Department of Computer Science and Engineering, Sejong University, Seoul 05006, Korea.
Cancer Research Institute, College of Medicine, The Catholic University of Korea, Seoul 06591, Korea.
Bioinformatics. 2018 Jun 1;34(11):1801-1807. doi: 10.1093/bioinformatics/bty012.
Single-individual haplotyping (SIH) is critical in genomic association studies and genetic diseases analysis. However, most genomic analysis studies do not perform haplotype-phasing analysis due to its complexity. Several computational methods have been developed to solve the SIH problem, but these approaches have not generated sufficiently reliable haplotypes.
Here, we propose a novel SIH algorithm, called PEATH (Probabilistic Evolutionary Algorithm with Toggling for Haplotyping), to achieve more accurate and reliable haplotyping. The proposed PEATH method was compared to the most recent algorithms in terms of the phased length, N50 length, switch error rate and minimum error correction. The PEATH algorithm consistently provides the best phase and N50 lengths, as long as possible, given datasets. In addition, verification of the simulation data demonstrated that the PEATH method outperforms other methods on high noisy data.

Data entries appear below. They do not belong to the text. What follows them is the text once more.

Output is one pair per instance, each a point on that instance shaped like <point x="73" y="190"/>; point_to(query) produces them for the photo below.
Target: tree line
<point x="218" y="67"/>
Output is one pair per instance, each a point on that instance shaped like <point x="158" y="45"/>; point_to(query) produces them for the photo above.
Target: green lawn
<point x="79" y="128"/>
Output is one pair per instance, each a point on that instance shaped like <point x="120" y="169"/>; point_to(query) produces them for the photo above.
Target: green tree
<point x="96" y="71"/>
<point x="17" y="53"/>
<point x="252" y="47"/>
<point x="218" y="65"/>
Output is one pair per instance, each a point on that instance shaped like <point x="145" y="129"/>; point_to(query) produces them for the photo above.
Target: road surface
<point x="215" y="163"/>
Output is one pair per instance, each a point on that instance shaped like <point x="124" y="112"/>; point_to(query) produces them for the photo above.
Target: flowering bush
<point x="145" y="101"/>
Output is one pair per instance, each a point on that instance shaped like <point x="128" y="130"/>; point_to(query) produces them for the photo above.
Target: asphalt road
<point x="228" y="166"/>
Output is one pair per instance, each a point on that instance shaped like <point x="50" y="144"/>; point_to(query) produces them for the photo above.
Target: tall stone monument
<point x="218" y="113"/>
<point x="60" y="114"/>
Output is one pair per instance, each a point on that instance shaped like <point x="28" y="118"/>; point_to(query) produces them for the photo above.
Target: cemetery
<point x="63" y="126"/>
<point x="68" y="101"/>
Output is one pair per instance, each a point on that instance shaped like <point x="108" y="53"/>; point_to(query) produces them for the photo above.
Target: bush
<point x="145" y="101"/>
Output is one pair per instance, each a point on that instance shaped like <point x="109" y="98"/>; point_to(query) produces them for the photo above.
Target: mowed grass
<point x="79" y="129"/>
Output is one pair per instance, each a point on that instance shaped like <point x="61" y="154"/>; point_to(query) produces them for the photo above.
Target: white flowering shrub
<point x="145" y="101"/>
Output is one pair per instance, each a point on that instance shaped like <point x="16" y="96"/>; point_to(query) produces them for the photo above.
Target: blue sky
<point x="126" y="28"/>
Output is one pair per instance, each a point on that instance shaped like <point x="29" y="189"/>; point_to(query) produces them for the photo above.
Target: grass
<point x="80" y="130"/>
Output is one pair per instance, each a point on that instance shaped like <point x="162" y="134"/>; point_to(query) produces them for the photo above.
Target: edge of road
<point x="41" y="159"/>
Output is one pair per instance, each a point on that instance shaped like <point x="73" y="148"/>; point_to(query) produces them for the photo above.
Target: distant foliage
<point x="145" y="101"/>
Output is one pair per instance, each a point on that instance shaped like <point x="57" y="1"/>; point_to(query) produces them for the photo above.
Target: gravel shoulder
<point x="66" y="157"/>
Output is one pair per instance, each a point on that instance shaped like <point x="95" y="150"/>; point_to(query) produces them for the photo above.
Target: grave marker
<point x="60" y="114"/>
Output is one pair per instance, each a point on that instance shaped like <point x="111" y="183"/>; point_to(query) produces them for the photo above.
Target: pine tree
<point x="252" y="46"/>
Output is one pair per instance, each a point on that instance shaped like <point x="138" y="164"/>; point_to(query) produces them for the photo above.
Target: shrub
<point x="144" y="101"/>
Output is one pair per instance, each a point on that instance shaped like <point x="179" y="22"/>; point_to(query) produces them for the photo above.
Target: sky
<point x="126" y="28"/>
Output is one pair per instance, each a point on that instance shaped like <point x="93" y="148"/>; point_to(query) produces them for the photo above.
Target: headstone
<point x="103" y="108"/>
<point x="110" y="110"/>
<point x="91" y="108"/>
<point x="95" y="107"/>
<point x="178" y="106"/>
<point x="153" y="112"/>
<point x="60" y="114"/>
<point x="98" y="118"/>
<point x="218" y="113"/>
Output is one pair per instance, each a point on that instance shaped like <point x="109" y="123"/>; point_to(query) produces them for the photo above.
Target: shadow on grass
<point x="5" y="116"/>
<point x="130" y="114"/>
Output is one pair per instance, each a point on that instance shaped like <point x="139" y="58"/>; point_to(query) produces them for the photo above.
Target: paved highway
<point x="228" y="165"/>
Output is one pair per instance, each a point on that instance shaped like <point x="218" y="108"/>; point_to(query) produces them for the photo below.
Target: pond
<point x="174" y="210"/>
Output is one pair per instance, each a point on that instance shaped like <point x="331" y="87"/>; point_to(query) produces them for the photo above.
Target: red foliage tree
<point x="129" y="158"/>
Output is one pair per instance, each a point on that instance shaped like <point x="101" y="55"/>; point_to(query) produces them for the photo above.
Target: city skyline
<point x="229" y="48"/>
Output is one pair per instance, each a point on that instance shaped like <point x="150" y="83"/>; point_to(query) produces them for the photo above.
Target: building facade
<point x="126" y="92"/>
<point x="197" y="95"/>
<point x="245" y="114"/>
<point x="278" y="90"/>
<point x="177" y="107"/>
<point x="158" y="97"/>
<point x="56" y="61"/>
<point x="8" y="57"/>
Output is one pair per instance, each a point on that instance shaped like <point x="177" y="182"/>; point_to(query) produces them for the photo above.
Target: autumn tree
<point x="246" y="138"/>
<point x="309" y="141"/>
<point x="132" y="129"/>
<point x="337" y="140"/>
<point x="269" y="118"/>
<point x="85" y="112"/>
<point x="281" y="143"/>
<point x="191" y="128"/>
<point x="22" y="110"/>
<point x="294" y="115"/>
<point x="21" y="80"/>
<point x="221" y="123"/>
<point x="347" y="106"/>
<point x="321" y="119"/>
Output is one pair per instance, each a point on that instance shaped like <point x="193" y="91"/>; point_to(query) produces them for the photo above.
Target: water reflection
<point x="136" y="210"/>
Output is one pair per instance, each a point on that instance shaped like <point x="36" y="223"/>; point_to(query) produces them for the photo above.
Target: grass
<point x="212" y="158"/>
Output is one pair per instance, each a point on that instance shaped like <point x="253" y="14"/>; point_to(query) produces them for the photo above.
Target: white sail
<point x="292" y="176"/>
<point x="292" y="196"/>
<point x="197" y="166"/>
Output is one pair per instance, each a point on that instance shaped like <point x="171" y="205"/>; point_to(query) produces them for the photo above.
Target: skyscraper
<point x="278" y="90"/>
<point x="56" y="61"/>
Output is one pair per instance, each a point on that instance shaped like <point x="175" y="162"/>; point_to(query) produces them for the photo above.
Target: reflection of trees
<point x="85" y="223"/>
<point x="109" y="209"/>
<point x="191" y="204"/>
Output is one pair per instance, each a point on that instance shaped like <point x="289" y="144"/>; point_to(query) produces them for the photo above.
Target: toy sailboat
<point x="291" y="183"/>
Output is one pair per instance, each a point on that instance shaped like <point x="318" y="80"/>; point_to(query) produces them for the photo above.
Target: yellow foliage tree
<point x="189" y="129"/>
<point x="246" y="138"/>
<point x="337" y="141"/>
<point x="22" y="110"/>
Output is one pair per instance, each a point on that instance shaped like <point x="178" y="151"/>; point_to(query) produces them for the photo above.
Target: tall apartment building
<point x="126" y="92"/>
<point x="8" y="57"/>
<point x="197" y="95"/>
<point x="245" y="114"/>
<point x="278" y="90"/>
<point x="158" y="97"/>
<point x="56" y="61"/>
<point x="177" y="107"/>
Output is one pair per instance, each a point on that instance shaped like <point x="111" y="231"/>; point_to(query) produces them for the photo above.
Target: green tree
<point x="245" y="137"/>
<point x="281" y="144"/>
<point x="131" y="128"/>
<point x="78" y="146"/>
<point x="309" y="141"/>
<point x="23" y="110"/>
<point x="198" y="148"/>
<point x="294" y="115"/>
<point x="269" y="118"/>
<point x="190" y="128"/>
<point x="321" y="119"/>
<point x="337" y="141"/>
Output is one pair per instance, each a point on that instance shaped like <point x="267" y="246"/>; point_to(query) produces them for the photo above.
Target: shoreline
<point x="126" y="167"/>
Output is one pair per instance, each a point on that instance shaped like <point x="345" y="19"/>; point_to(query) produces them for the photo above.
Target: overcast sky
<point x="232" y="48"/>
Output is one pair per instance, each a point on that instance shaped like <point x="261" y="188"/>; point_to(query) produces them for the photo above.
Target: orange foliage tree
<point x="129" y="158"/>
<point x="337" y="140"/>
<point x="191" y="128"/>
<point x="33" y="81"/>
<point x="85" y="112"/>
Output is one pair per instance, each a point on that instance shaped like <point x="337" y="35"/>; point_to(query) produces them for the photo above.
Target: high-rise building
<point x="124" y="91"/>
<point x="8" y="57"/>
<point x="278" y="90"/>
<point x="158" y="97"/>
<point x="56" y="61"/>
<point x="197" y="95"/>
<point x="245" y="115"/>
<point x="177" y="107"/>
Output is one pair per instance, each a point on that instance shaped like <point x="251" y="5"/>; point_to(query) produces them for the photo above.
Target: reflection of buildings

Additionally, the experimental results of a real dataset confirmed that the PEATH method achieved comparable or better accuracy.
Source code of PEATH is available at https://github.com/jcna99/PEATH.
jkrhee@catholic.ac.kr or sooyong.shin@gmail.com.
Supplementary data are available at Bioinformatics online.
单个体系谱分析(SIH)在基因组关联研究和遗传疾病分析中至关重要。然而,由于其复杂性,大多数基因组分析研究都没有进行单倍型相位分析。已经开发了几种计算方法来解决 SIH 问题,但这些方法并没有产生足够可靠的单倍型。
在这里,我们提出了一种新的 SIH 算法,称为 PEATH(用于单倍型的概率进化算法与切换),以实现更准确和可靠的单倍型。所提出的 PEATH 方法在相位长度、N50 长度、切换错误率和最小错误校正方面与最近的算法进行了比较。只要有数据集,PEATH 算法就能始终提供最佳的相位和 N50 长度。此外,对模拟数据的验证表明,PEATH 方法在高噪声数据上的表现优于其他方法。此外,真实数据集的实验结果证实,PEATH 方法的准确性可与之媲美或更高。
PEATH 的源代码可在 https://github.com/jcna99/PEATH 上获得。
jkrhee@catholic.ac.kr 或 sooyong.shin@gmail.com。
补充数据可在生物信息学在线获得。